The prevalence, pay and position of women in the workplace have grown significantly in recent times. Data from the ABS shows the gender pay gap is now the lowest on record at 13%, but women on average still earn $13,120 less than men each year. We should acknowledge that the gender pay gap is the lowest it’s ever been in Australia. However, 24 years is too long to wait for women to experience pay parity in this country.

What are the drivers of the gender pay gap?

1. Women don’t ask?

Notions that gender pay differences are linked to men being more proactive around salary negotiations may well be erroneous. Studies such as this one have found that the “women don’t ask” pattern doesn’t hold true amongst working adults. Calling for an update on beliefs about gender and the propensity to negotiate pay.

2. More men are hired in high-earning leadership positions

A key contributor to the gender pay gap is more men being hired in senior positions and securing greater bonuses. As highlighted in this AFR article, “a big driver of the gap is the disproportionate number of men, relative to women, in high-earning and senior leadership positions across most Australian industries.

Among the worst gender pay gap offenders by industry is financial services, where discretionary bonuses tend to inflate pay inequality.”

Our bias for male leadership runs deep. Research from Monash Business School has countered long-standing views around women’s suitability for senior roles, “it is not because women lack the competitiveness or risk-taking instincts that men have. Rather it is due to a general bias against female leaders that assesses them less positively and rewards them less generously.”

“Our findings were that women are assessed less positively and rewarded less generously than equally effective men. It may go some way to explaining why there are fewer female leaders because if followers don’t respond to female leaders, they are more likely to fail.”

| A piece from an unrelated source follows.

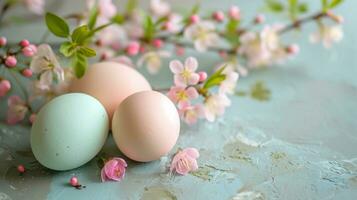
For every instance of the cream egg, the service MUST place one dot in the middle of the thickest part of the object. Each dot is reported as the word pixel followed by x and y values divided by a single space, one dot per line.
pixel 110 83
pixel 69 131
pixel 146 126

What can employers implement?

The gender pay gap is a complex issue with varying influences ranging from: discrimination, working hours, age, parental responsibilities, education and gender norms around types of jobs.

  • Transparent salary

    Salary transparency has become increasingly popular as a way of preventing pay discrimination. The argument is that if everyone is aware of everyone else’s pay, then discriminatory behaviours will be called out and eventually eliminated. We would no longer see a gender pay gap. 
  • Objective performance measuresEvery employer adds different strengths and value to a company. Measuring and quantifying the worth of each individual isn’t easy. Key to companies successfully implementing transparent pay is creating objective measures of performance wherever possible. This is more straightforward in certain industries such as sales, where individual revenue contributions can be measured. However, objective measures can still be identified in most companies. For instance, pay increases should increase as an employer’s scope increases. 

    It’s also vital to determine what the current market value for different job roles are so benchmarks can be set and employees can see that they aren’t being undervalued.
  • Support progressive parental leave and work flexibility

    Women are still more likely than men to be the primary care givers. So offering them paid parental leave and where possible, flexible work arrangements, supports their career growth.

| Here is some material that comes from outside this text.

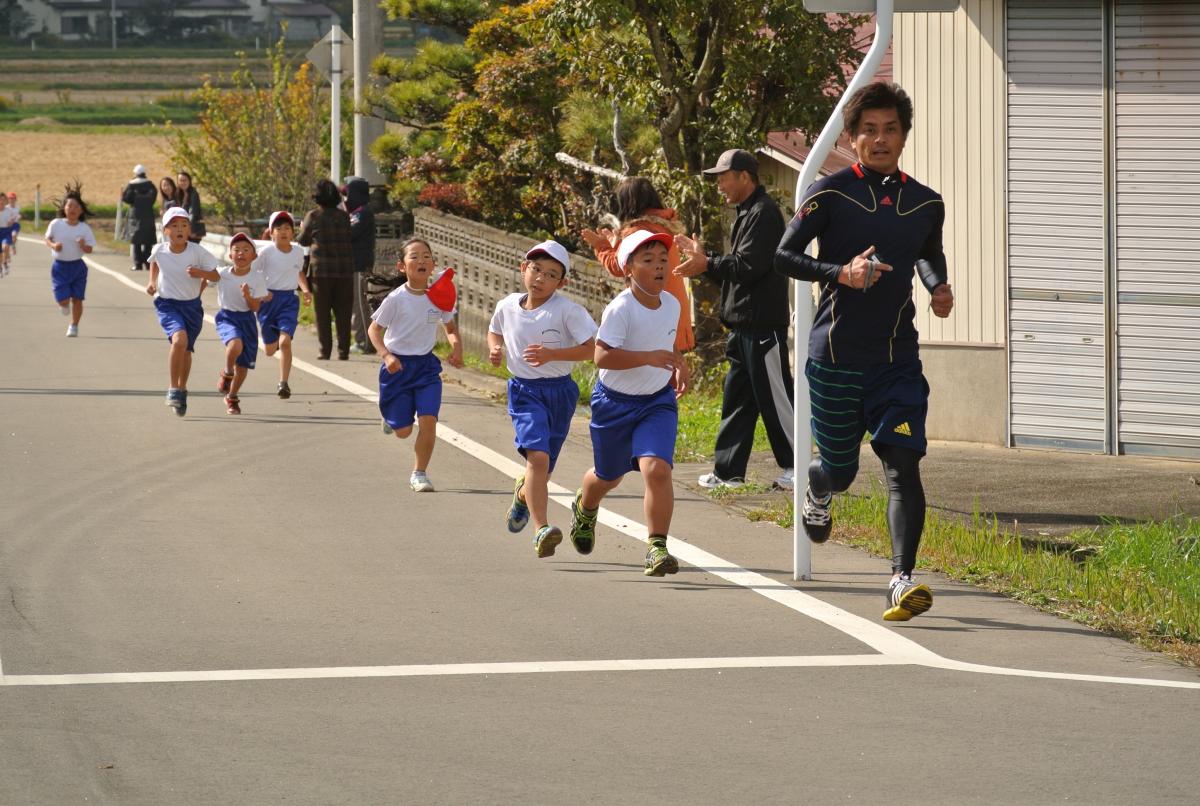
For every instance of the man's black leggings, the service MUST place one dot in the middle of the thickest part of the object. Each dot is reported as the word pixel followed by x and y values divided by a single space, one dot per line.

    Additional, as outlined in The Guardian. “When men take parental leave, everybody benefits. Studies show a woman’s earnings rise about 6.7% for every month of paternity leave taken by her husband.

  • Be like Scandinavia

    Finally, organisations that want to improve their gender pay gap should look at the policies and changes enacted by the top nine countries (Iceland, Norway, Finland, New Zealand, Sweden, Germany, Nicaragua, Namibia and Lithuania) reported in the Global Gender Gap report. These countries have closed at least 80% of their gap and for the 14th year running, Iceland (91.2%) takes the top position.